The framework was scaffolding for human limitations. When those limitations aren't the binding constraint anymore, the scaffolding just gets in the way.
So what does "back to basics" look like when the basics have evolved?
This is why I keep coming back to the Cloudflare stack. It's not nostalgia for simpler times. It's that Cloudflare built primitives for the modern web—and primitives are exactly what you want when framework overhead stops paying for itself.
- Workers: A function that takes a request and returns a response. That's it. That's the primitive. No framework opinions about routing or middleware or lifecycle hooks—just the fundamental unit of web interaction, deployed globally.
- D1: SQLite. The minimum viable relational database. Not Postgres with its hundred configuration options, not an ORM abstracting away the queries—just SQL, the actual language, against a file that happens to be distributed.
- KV: Key-value storage. Get a thing by its key. Put a thing at a key. Global, fast, simple. The data structure every programmer understands on day one.
- R2: Files. Bytes with names. Not a "blob storage abstraction layer"—just files, like you'd have on a filesystem, but available everywhere.
This is what primitives look like in 2026. Not a return to 2003, but the same philosophy: give me the building blocks, not the building. Let me compose them into exactly what I need. Don't hide the reality behind six layers of abstraction.
The irony is that my "backwards" path—primitives first, reluctantly upward—is becoming the forwards path.

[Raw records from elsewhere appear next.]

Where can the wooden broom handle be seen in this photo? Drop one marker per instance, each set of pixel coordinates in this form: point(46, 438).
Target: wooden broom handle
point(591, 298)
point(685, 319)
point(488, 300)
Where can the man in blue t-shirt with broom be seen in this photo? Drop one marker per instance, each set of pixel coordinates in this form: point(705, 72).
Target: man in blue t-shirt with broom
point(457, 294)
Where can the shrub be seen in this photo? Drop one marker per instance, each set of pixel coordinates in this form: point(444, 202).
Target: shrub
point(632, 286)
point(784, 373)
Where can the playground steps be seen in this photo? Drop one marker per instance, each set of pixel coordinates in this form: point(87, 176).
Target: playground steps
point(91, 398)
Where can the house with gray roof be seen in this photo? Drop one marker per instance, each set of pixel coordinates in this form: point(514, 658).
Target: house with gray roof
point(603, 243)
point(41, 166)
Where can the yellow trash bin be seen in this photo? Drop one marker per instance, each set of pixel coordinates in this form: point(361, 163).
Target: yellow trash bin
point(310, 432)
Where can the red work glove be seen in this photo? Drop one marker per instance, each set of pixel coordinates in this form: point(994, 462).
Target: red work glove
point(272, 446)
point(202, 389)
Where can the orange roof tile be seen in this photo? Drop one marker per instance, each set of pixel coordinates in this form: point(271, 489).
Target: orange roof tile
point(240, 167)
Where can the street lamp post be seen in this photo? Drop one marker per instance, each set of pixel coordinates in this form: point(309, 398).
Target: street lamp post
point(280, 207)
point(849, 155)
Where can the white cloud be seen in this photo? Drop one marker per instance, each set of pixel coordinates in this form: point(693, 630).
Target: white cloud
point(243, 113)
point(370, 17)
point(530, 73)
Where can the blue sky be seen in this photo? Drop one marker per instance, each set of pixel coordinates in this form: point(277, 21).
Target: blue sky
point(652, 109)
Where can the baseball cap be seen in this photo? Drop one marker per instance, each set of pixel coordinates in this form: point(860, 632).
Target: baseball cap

Not because everyone will have ADHD forcing them toward simplicity. But because AI collaboration rewards the same things my constraints forced me toward: transparency over abstraction, explicit over implicit, code that can be understood by reading it rather than by knowing the framework's conventions.
Framework-brained developers will struggle with this transition. Not because they're less capable, but because their entire way of reasoning assumes the framework floor. Learning to think below it is genuinely hard when you've never had to.
But the ones who can ask "could this be a static page?"—who can think in primitives, who know what they're trading when they reach for abstraction—they're going to build things that actually last.
What's the simplest thing that could work?
Most developers don't know to ask. The ones who do will build things that last.